Side Press: start with one hand
holding a weight or band at shoulder height and the other hand on your
hip. Push the weight above your head as you straighten you
arm and bend to the opposite side and then straighten up
- Corner Bar Twist (not shown): Wedge a bar in a corner and stand facing it, feet straight ahead shoulder-width apart and lead hip directly facing the wall. The lead hand closest to wall is overhand with other hand turned underneath. Turn the bar explosively overhead, generating movement purely from your trunk, pivoting with your feet moving and facing wall directly ahead. The key is speed, speed, speed — explode out 6 reps to each side.
- See-Saw Press (not shown): Consider this a two-handed side press with weights in both hands. Push the weight above your head as you straighten you arm and bend to the opposite side and then straighten up again, pushing the other hand overhead. Rep range again is at 6 per set.
- Saxon Side Bend (not shown): Named after famed turn-of-century strongman Arthur Saxon, this is a brutally tough and humbling movement. Standing upright, with good posture and your feet spread shoulder-width apart, hold dumbbells directly over your head, palms facing each other. Ensure that weight is held firmly over your head and not leaning in front of you. With your feet spread roughly 18 inches apart and pointed straight ahead, hold the dumbbells above your head close together. With total control, bend to one side and repeat back in opposite direction. Bend to the side you bend to the side, keep the torso tight and keep hands close together. Do six reps per set.
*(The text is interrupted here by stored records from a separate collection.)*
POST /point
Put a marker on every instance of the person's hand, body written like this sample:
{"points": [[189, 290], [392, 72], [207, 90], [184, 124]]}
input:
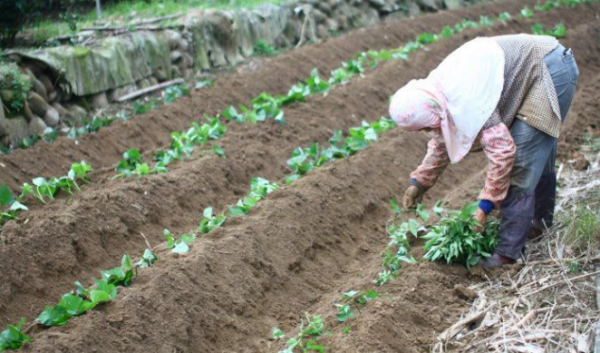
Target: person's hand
{"points": [[481, 218], [412, 197]]}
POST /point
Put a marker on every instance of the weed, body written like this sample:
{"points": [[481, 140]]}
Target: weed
{"points": [[171, 94], [583, 229], [263, 48], [17, 87]]}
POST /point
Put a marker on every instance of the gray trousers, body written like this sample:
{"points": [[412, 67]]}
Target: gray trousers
{"points": [[532, 191]]}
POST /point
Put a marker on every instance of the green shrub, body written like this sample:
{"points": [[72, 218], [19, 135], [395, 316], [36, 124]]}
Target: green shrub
{"points": [[14, 87]]}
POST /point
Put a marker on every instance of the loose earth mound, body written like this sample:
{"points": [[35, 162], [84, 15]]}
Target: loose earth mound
{"points": [[298, 250]]}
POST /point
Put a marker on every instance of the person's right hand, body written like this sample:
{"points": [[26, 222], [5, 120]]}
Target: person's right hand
{"points": [[412, 197]]}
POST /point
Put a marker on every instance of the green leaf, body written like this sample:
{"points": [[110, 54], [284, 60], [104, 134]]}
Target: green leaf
{"points": [[344, 312], [181, 248], [203, 83], [6, 196], [148, 259], [169, 238], [424, 215], [12, 338], [438, 209], [277, 334], [17, 206], [75, 305], [394, 205], [413, 226], [218, 150]]}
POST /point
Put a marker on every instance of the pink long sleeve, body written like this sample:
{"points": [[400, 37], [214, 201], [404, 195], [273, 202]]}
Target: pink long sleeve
{"points": [[435, 162], [499, 147]]}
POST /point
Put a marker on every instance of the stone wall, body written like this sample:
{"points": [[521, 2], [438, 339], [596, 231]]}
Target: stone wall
{"points": [[69, 82]]}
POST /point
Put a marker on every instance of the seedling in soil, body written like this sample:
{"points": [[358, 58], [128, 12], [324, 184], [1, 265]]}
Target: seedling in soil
{"points": [[203, 83], [447, 32], [129, 162], [77, 303], [211, 222], [120, 276], [259, 189], [181, 246], [316, 85], [13, 337], [559, 31], [504, 17], [353, 299], [10, 206], [486, 21], [526, 13], [454, 239], [147, 260], [80, 171], [306, 340], [267, 106], [427, 38], [465, 24]]}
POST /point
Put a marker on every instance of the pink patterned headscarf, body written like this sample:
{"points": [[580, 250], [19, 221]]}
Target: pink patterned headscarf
{"points": [[418, 105], [457, 98]]}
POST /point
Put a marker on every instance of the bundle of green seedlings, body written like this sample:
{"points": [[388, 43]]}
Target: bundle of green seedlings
{"points": [[559, 31], [452, 239], [43, 189], [306, 339]]}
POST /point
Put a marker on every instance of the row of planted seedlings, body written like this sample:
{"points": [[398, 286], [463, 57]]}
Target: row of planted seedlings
{"points": [[83, 299], [266, 106], [452, 239], [261, 108], [303, 160], [171, 94]]}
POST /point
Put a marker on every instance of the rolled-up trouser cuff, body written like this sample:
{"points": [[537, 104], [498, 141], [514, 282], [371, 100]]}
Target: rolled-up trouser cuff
{"points": [[517, 214], [545, 198]]}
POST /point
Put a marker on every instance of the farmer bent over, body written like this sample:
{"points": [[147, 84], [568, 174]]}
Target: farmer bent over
{"points": [[507, 96]]}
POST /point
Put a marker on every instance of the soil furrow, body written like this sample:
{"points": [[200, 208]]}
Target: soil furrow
{"points": [[275, 75], [73, 239], [298, 247]]}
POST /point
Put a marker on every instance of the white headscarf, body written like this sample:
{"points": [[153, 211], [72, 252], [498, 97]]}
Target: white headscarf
{"points": [[458, 97]]}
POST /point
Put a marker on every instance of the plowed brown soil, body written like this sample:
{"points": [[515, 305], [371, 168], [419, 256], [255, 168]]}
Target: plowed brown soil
{"points": [[295, 252]]}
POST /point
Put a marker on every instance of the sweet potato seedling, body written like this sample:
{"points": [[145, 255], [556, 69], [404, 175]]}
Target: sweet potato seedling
{"points": [[306, 340], [120, 276], [259, 189], [454, 239], [211, 222], [181, 246], [13, 337], [354, 299], [148, 259]]}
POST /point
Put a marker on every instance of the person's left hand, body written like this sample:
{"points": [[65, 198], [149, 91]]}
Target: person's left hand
{"points": [[481, 218]]}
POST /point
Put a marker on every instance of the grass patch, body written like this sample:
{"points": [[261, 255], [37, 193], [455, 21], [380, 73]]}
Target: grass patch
{"points": [[582, 230], [125, 11]]}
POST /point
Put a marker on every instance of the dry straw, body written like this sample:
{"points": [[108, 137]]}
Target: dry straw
{"points": [[548, 303]]}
Medicine-Ball Seated Twist Throws: There are many variations to this, but one of my favorite movements is a simple two-handed toss. With legs wide apart, twist to back-side and rebound through, exploding toss to opposite side. Preferably done with a coach who tosses back firmly into the eccentric portion of the movement.
Medicine-Ball Standing Twist Throw: With two hands on the ball, feet pointed straight ahead and lead hip facing the target, swing the ball to the backside, turning your head with the ball, then rebound and explosively throw the ball n the direction of opposite hip, following through. This is preferably done with coach or partner tossing the ball back into the eccentric action of the movement.
Russian Twist: This can be performed on both a standard glute-ham bench or, my preference, while laying with your back on a non-burstable Swiss ball. With your arms straight, hold a med ball or modest weight above your eyes, twist torso so that lead arm is parallel to ground and return to opposite side. Perform 8-10 repetitions of 1-2 sets.
Torso Twist: Lay flat on your back, arms straight out to your sides with hands flat on floor. Draw your legs up so that they are perpendicular to the floor and closed tight. Bring your feet to the floor on one side under control and return to opposite side. Maintain total control and don't allow your legs to drop to the floor. Perform 1 to 2 sets of 8-10 repetitions.
- Overhead Squat: At this stage you're likely worn out looking at this assortment of exercises, and yet I may have left one of the most extraordinary movements to the last. In performing this lift, your grip is quite wide, outside the rings akin to a Power Snatch grip and your arms straight. The bar will be aligned at or slightly behind your ears with back arched. Squat down by pushing your hips and butt back to complete squat depth and then stand back up. Overhead squats are typically done once per week, 4 total sets of with 6 repetitions.